Brooks Koepka leads the PGA Tour in strokes gained: chip on shoulder, and that chip got a little bigger this week with the release of ESPN’s Dominant 20, a compilation that strived to answer the question “who was truly elite in 2018?”

Koepka, the winner of two major championships in 2018 as well as the Player of the Year award on the PGA Tour, finished a career-best ninth in the FedEx Cup and had four top-10 finishes, including a pair of runner-up finishes at the World Golf Championships-HSBC Champions and Charles Schwab Challenge. He also overcame a wrist injury that sidelined him for a few months at the beginning of the season and cost him a chance of playing in the Masters.

Never one to let go of a slight, Koepka posted to Twitter on Tuesday with a string of emojis searching for his name on among the 20 most dominant athletes of 2018.

Included on the list over Koepka was, among other head-scratchers, a horse. 

Golf wasn’t completely shut out, though. Ariya Jutanugarn ranked fourth with a Dominance Rating of 2.094, more than 1.2 points below 2018’s most dominant athlete, gymnast Simone Biles.

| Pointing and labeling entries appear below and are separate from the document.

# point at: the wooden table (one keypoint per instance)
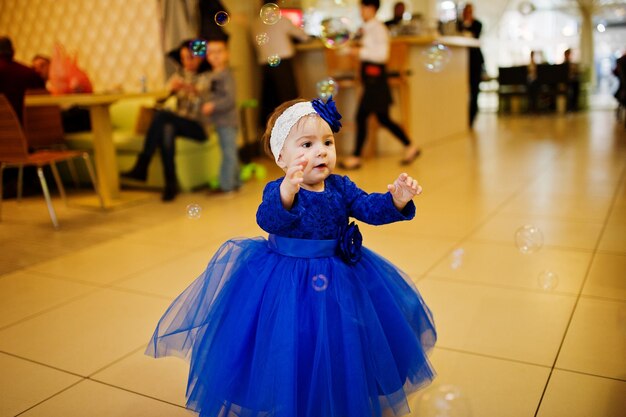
(104, 149)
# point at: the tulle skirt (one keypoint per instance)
(285, 328)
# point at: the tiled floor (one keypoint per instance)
(78, 305)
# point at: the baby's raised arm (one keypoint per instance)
(291, 183)
(403, 189)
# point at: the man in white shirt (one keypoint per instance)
(275, 50)
(376, 98)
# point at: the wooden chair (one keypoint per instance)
(14, 153)
(43, 127)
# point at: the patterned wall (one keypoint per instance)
(117, 41)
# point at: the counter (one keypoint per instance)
(436, 103)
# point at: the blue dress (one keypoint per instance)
(305, 323)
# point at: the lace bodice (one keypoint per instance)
(321, 215)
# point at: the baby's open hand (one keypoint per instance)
(294, 175)
(403, 189)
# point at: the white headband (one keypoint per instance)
(285, 122)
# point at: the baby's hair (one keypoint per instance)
(272, 121)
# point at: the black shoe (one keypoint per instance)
(169, 193)
(136, 174)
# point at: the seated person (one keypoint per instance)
(191, 88)
(75, 118)
(16, 78)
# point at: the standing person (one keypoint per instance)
(275, 51)
(376, 96)
(308, 322)
(398, 14)
(573, 81)
(190, 87)
(16, 78)
(41, 65)
(532, 83)
(472, 27)
(221, 111)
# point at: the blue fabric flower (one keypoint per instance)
(350, 242)
(328, 112)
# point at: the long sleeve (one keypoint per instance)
(374, 208)
(271, 216)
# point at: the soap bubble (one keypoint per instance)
(443, 401)
(222, 18)
(436, 57)
(548, 280)
(262, 39)
(270, 13)
(335, 32)
(457, 258)
(194, 211)
(198, 47)
(327, 87)
(273, 60)
(319, 282)
(528, 239)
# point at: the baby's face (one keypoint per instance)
(312, 139)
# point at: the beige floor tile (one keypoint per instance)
(557, 232)
(162, 378)
(614, 236)
(24, 384)
(606, 277)
(195, 232)
(513, 324)
(505, 265)
(576, 395)
(596, 339)
(488, 385)
(23, 294)
(172, 277)
(86, 334)
(443, 224)
(98, 400)
(108, 262)
(414, 255)
(563, 207)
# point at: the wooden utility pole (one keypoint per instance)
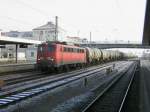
(90, 37)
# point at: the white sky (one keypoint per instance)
(106, 19)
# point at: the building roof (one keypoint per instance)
(49, 25)
(13, 40)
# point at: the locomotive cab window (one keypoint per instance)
(51, 48)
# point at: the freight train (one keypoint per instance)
(57, 56)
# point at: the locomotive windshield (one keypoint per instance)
(51, 48)
(40, 48)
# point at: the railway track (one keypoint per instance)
(23, 77)
(113, 96)
(43, 85)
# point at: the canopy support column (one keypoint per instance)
(16, 53)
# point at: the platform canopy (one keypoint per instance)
(13, 40)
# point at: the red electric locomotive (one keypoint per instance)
(53, 55)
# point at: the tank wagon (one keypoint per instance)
(54, 55)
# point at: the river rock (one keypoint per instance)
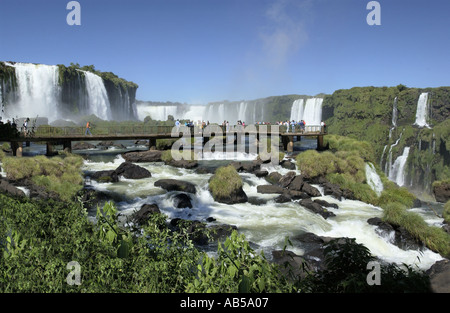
(269, 189)
(316, 208)
(273, 178)
(143, 156)
(439, 275)
(109, 176)
(7, 187)
(175, 185)
(132, 171)
(182, 200)
(288, 165)
(286, 179)
(310, 190)
(141, 217)
(82, 146)
(397, 235)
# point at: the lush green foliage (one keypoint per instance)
(60, 174)
(347, 272)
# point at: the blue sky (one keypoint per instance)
(198, 51)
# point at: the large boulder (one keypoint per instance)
(273, 178)
(6, 187)
(316, 208)
(142, 156)
(226, 186)
(269, 189)
(182, 200)
(175, 185)
(132, 171)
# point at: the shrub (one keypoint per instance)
(225, 180)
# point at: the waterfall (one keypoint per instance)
(422, 109)
(38, 92)
(98, 96)
(313, 111)
(397, 173)
(297, 110)
(373, 179)
(394, 113)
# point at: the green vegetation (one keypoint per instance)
(225, 180)
(39, 239)
(60, 174)
(345, 166)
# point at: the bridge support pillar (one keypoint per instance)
(290, 145)
(67, 146)
(49, 149)
(16, 148)
(320, 142)
(151, 143)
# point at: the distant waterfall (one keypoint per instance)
(98, 96)
(422, 110)
(158, 112)
(373, 179)
(310, 112)
(397, 173)
(394, 113)
(38, 92)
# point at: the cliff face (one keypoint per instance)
(64, 92)
(386, 117)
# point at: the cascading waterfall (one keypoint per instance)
(37, 89)
(388, 166)
(297, 110)
(158, 112)
(98, 96)
(397, 173)
(373, 179)
(422, 109)
(313, 111)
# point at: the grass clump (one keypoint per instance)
(60, 174)
(225, 181)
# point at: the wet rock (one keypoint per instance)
(439, 275)
(141, 217)
(132, 171)
(175, 185)
(269, 189)
(316, 208)
(82, 146)
(273, 178)
(142, 156)
(182, 200)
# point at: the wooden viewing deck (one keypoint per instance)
(65, 135)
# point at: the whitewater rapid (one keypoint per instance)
(263, 221)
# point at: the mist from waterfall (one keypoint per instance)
(38, 91)
(422, 110)
(397, 173)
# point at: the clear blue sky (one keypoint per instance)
(197, 51)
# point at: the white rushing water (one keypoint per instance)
(422, 110)
(38, 91)
(373, 179)
(397, 173)
(266, 224)
(98, 96)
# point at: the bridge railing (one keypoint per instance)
(68, 131)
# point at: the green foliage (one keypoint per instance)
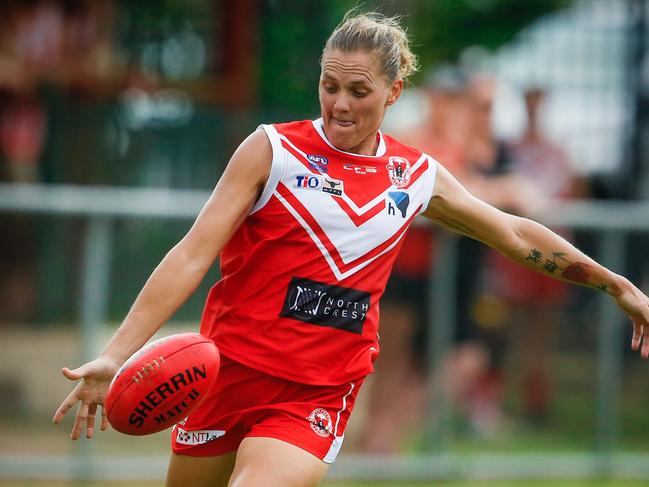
(294, 33)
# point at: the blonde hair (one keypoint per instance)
(375, 33)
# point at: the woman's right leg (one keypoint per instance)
(185, 471)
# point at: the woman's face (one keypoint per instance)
(354, 94)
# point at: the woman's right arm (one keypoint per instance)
(175, 278)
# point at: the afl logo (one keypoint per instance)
(399, 171)
(320, 422)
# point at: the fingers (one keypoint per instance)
(75, 374)
(81, 419)
(65, 406)
(644, 353)
(104, 419)
(90, 423)
(637, 334)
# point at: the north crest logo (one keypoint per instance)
(317, 303)
(320, 422)
(398, 171)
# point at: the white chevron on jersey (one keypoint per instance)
(349, 236)
(337, 271)
(372, 203)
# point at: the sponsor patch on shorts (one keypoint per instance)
(197, 437)
(323, 304)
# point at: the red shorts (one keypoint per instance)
(246, 402)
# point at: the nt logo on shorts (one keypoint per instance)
(323, 304)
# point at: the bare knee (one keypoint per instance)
(270, 462)
(185, 470)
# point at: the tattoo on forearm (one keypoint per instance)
(577, 272)
(535, 256)
(457, 226)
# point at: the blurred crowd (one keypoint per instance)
(506, 315)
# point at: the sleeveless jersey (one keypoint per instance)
(302, 276)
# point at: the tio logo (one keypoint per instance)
(308, 181)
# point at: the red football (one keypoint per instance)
(162, 383)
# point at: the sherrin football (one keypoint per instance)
(162, 383)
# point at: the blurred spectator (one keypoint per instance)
(457, 132)
(531, 302)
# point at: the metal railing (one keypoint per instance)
(613, 221)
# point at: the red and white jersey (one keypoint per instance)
(303, 275)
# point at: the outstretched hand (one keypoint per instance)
(636, 304)
(95, 377)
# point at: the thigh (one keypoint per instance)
(185, 470)
(269, 462)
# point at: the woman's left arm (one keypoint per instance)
(535, 246)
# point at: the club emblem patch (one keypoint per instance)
(320, 422)
(319, 163)
(399, 171)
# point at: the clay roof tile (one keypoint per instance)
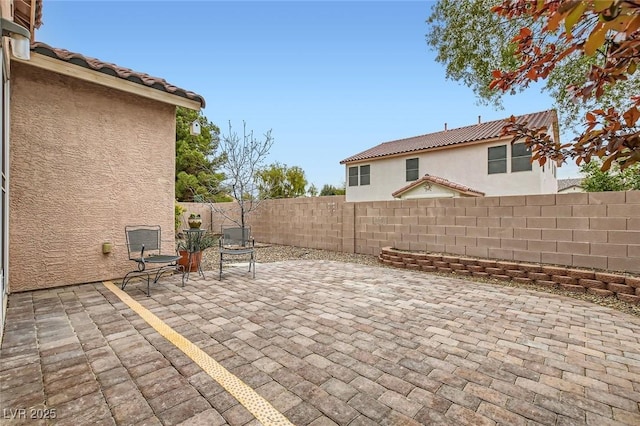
(115, 70)
(461, 135)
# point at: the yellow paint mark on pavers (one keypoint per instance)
(254, 403)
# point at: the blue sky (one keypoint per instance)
(330, 78)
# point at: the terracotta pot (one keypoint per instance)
(196, 258)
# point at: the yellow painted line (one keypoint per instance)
(250, 399)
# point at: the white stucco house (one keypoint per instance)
(469, 161)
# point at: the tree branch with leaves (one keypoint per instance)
(605, 29)
(243, 156)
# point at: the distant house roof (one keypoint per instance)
(474, 133)
(465, 190)
(115, 70)
(568, 183)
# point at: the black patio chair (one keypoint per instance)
(144, 244)
(237, 242)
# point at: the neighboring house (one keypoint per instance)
(570, 185)
(467, 161)
(92, 149)
(435, 187)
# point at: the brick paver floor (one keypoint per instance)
(325, 343)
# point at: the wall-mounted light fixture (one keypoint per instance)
(20, 45)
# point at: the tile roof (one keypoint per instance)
(439, 181)
(568, 183)
(477, 132)
(115, 70)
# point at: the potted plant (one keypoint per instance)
(195, 221)
(196, 247)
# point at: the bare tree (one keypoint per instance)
(242, 159)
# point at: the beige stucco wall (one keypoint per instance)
(85, 161)
(466, 165)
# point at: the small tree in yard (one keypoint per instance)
(242, 159)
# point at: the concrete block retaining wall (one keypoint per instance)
(626, 288)
(600, 230)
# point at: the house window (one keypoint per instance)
(520, 157)
(363, 172)
(498, 159)
(365, 175)
(412, 169)
(353, 176)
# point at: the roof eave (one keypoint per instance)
(77, 71)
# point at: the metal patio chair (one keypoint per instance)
(144, 247)
(237, 242)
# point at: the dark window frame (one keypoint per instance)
(359, 175)
(365, 178)
(495, 159)
(351, 176)
(412, 173)
(520, 158)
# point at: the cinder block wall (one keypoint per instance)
(594, 230)
(315, 222)
(85, 161)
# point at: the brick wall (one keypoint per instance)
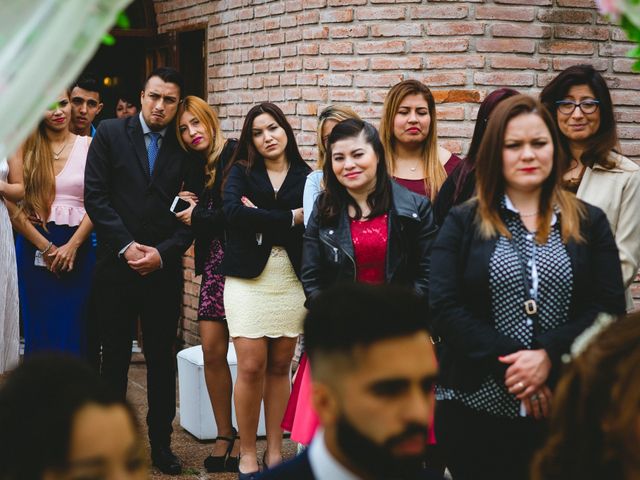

“In 2018, (Biles) was 3.25 standard deviations better than the typical top-four performer in all-around women’s gymnastics since 1998 — rendering her the year’s most dominant pro athlete,” the article stated.

For historical perspective, Koepka was the first player since 1989 to win back-to-back U.S. Opens and the first since Tiger Woods in 2000 to win both the U.S. Open and PGA Championship.